3. Buy into meditation
Beyond causing anxiety and feelings of restlessness, stress (and the underlying hormone that causes it, cortisol) can kill brain cells and result in memory loss. Research suggests that meditation assists in lowering stress, improving cerebral blood flow and even heightening concentration and focus. There is no “right” form of meditation. Much like finding the diet that works best for your body, figuring out the form of medidation that provides the greatest level of benefit to the individual requires some degree of trial and error. That being said, meaningful benefits can be accrued in as little as ten minutes a day. While we all lead incredibly busy lives, there are few among us who can honestly say we can’t spare ten minutes each day for something as important as our mental health.
4. The AM is for Exercise
Regular aerobic exercise helps produce new cells within the brain as well as increases the brain’s volume. These areas of the brain are most commonly involved with planning and working memory. Simply put, exercising can have a direct impact on sharpening your mental acuity. Exercise is best done in the morning because that is when cortisol is at its highest level. Cortisol has an inverse relationship with melatonin, a key ingredient for the restful state associated with priming the body for sleep. Therefore, evening exercise can inhibit the kind of deep, restful sleep that is so important for optimal brain function.
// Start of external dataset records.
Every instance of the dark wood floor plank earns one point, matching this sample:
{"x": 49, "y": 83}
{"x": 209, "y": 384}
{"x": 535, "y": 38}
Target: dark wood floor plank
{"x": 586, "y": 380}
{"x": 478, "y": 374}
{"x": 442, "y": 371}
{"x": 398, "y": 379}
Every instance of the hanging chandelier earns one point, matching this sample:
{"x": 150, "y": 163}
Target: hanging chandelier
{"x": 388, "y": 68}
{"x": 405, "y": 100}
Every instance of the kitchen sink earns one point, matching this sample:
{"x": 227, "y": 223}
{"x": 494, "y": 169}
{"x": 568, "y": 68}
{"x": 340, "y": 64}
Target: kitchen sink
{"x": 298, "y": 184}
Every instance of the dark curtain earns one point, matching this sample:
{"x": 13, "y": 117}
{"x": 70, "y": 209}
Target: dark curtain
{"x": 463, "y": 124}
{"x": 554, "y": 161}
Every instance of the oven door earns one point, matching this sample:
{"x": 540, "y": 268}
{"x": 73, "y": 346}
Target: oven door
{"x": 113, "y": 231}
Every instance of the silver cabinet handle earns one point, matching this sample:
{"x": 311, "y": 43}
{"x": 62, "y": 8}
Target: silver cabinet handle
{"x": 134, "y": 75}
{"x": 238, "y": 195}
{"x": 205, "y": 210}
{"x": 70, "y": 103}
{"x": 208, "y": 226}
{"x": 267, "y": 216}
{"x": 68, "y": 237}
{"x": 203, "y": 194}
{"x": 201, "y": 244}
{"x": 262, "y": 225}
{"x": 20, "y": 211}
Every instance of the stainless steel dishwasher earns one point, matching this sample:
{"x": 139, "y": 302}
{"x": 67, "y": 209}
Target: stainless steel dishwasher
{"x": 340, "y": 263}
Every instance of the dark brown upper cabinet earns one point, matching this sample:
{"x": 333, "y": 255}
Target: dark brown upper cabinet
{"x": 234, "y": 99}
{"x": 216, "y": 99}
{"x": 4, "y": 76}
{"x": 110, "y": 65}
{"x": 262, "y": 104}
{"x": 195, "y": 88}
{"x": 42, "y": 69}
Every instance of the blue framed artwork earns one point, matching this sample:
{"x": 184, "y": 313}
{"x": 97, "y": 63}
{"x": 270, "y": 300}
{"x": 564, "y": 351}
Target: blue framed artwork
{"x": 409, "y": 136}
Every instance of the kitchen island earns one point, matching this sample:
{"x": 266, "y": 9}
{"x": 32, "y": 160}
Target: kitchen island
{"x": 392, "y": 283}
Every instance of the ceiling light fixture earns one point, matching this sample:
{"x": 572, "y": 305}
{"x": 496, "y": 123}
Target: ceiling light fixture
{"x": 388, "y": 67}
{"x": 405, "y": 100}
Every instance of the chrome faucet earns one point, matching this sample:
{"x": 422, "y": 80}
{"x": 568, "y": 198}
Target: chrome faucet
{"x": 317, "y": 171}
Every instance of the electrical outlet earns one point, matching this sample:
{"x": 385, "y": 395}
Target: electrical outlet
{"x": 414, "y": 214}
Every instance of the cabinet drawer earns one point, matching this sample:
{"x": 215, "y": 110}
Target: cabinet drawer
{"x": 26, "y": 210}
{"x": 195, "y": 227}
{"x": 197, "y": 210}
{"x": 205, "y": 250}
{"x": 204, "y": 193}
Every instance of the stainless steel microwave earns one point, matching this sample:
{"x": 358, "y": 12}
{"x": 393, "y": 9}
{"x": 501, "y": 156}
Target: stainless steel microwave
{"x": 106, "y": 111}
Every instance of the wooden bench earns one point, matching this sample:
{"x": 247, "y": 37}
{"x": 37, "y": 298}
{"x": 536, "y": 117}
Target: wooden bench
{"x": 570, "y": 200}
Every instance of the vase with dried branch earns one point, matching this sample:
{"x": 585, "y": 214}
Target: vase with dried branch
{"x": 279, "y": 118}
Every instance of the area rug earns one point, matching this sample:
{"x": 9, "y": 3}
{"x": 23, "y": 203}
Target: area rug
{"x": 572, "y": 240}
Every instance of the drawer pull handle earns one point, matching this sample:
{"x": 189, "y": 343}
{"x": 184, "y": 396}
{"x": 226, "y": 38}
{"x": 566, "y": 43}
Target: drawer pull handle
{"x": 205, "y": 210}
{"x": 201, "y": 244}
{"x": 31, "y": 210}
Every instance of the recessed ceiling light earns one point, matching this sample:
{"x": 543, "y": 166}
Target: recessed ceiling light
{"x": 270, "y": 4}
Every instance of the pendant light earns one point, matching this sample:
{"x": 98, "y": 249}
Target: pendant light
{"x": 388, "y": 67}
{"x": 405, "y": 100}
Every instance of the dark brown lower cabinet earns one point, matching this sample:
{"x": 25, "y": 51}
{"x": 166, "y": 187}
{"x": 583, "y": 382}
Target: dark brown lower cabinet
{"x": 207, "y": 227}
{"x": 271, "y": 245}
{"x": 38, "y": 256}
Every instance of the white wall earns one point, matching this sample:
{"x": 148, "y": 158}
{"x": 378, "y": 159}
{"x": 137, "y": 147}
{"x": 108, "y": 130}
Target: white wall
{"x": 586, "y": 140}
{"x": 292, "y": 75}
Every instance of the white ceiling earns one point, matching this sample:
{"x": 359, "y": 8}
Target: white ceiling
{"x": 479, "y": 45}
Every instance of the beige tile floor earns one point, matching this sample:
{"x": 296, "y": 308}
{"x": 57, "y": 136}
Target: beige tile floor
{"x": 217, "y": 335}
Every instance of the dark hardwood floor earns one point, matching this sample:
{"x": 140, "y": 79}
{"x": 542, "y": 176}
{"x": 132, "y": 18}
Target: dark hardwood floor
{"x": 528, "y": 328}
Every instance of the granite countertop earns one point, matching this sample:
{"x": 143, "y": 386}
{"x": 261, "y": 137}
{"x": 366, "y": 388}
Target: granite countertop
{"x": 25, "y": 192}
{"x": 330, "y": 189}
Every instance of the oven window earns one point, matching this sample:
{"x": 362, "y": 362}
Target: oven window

5. Sleep holds it all together
While there are many parts of our lives that can be “hacked”, one area where there is almost unanimous agreement that you cannot, is sleep. Simply put, if you’re genetically predisposed to function optimally on eight hours of sleep you will never be able to train yourself to function optimally on an amount materially less than that. Since sleep deprivation is cumulative, even a handful of nights at something less than we are programmed to function on can have a negative consequence for weeks thereafter. While we can undertake certain measures to improve our sleep quality (which in turn can somewhat reduce the aggregate amount of sleep necessary), keep in mind that these are marginal changes. What’s the key takeaway? If you’re tired, sleep. Sleep is necessary for our nervous systems to work as it provides the necessary rest during which our body grows and repairs itself.